We had several of our Computer Science students participate in the Student Research Symposium that took place March 9th and 10th. Three students created research posters that were reviewed by a judging committee, while one of our students gave a research presentation in front of a judging panel. We are excited that our computer science students are getting involved in campus wide activities and commend each one of them for a job well done. Their research abstracts are below.
Host Prediction for Viral Metagenomes Using Oligonucleotide Profiles
Michiyo Wellington-Oguri, Computer Science
Robert Edwards, Computer Science
Metagenomic sequencing of virus-like particles has identified large numbers of viral sequences with no known homologs. The role of these viruses remains elusive, especially in environments where many potential hosts co-occur. Here, we use a Random Forest to classify viral sequence fragments by host based on the frequency that oligonucleotide sequences appear in the genomes. Our approach classifies viral sequences with a 11% to 91% precision rate, depending on the sequence length, sequencing error rate, and confidence requirements. We use this tool to analyze viral gut metagenomes and compare the predicted host distributions with the corresponding bacterial metagenomes.
Ocean Surveying Software
Brian Hudson, Computer Science
Robert Edwards, Computer Science
Real time data collection from remote sensing equipment is a continual challenge for field biologists. The quantity of data and amount of simultaneous information recorded at the field site requires some complex computational logistics to ensure data integrity and accuracy. The ATRIS system developed by the US Geological Survey continuously records photographic imaging of the seabed, third-dimensional analysis of the bathymetry, location-based sensing via GPS, and motion-based sensing from direct interactions with the host vehicle. Here we present a new application that integrates the data streams from these remote sensors and displays the information to the user. The data streams are coordinated and stored for future use. All of the software was developed in C++ and will be released using an open source license.

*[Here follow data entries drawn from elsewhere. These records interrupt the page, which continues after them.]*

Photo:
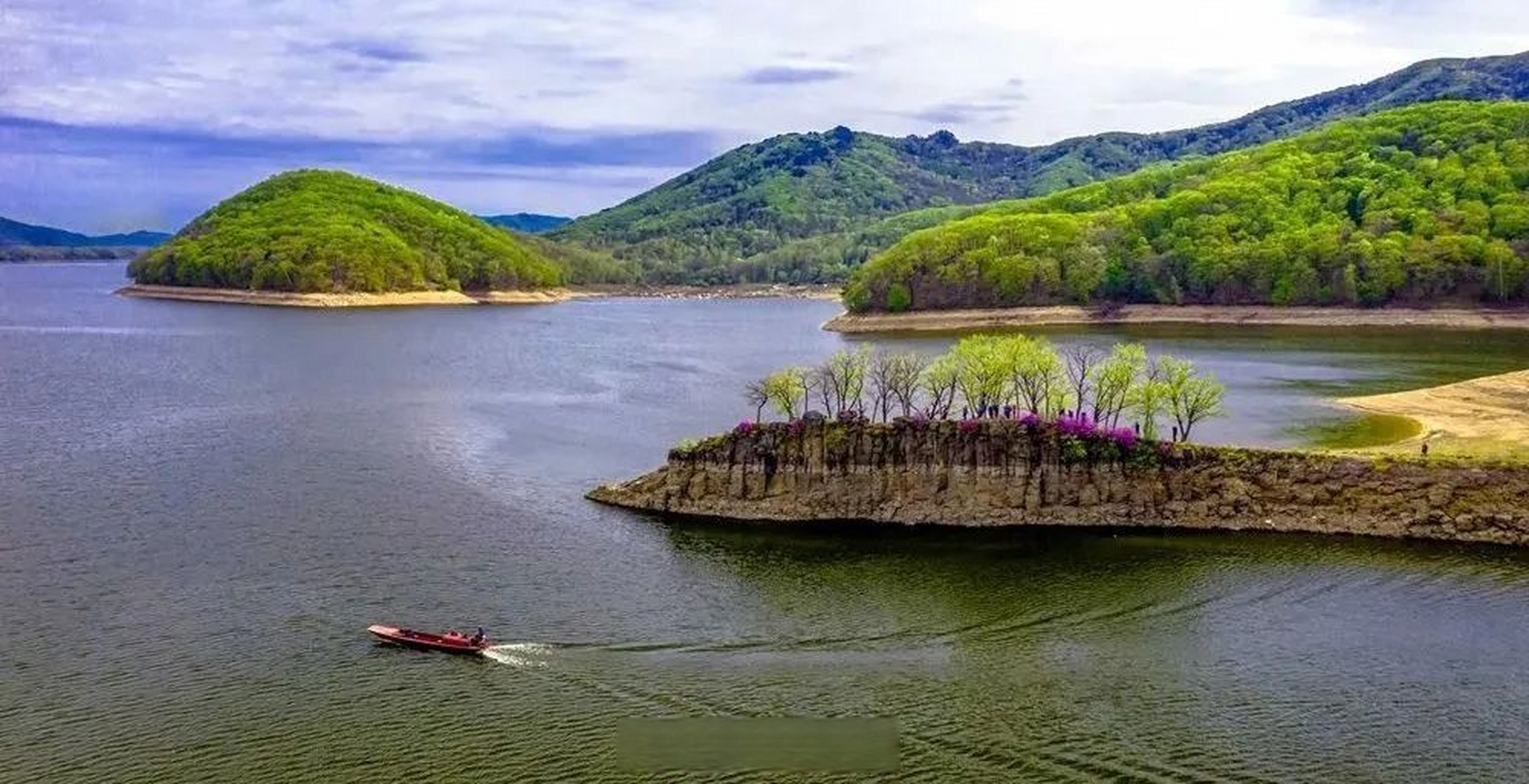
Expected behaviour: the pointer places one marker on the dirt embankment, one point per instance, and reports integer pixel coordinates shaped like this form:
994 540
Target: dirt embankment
1479 418
1006 474
1158 314
465 298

Database Structure and Visualization Software for the Viral Dark Matter Project
Nicholas Turner, Computer Science
Robert Edwards, Computer Science
Viruses in the environment play a large role in community nutrient cycles through complex interactions with their hosts, by causing host death or modifying host metabolism. These interactions, though, are relatively poorly understood because on average, only around 10-30% of their proteins have similarity to any other known protein. To address this, we are functionally characterizing these proteins through how they affect host physiology using two different tools: metabolomics and phenotype microarrays, each of which address a different aspect of metabolism. Metabolomics give a picture of how the expressed protein affects the cell’s overall metabolism while phenotype microarrays provide insight into how the protein affects the cell’s ability to utilize specific compounds. These datasets are information rich and by nature, extremely large. In order to parse, order, compare and visualize the data, computational methods in the form of parsing software, database input/output and visualization software were used. The microarray data was output from the plate reader and uploaded to the web-based application that first parses the data and assigns relevant information to each piece such as time of measurement. The data is then funneled into a database rich with extraneous information. Most importantly, the database maps the important relationships between the data and associates relevant information that can be used in various methods of visualization. This pipeline forms the basis upon which subsequent metabolic modeling software can be used to predict protein function.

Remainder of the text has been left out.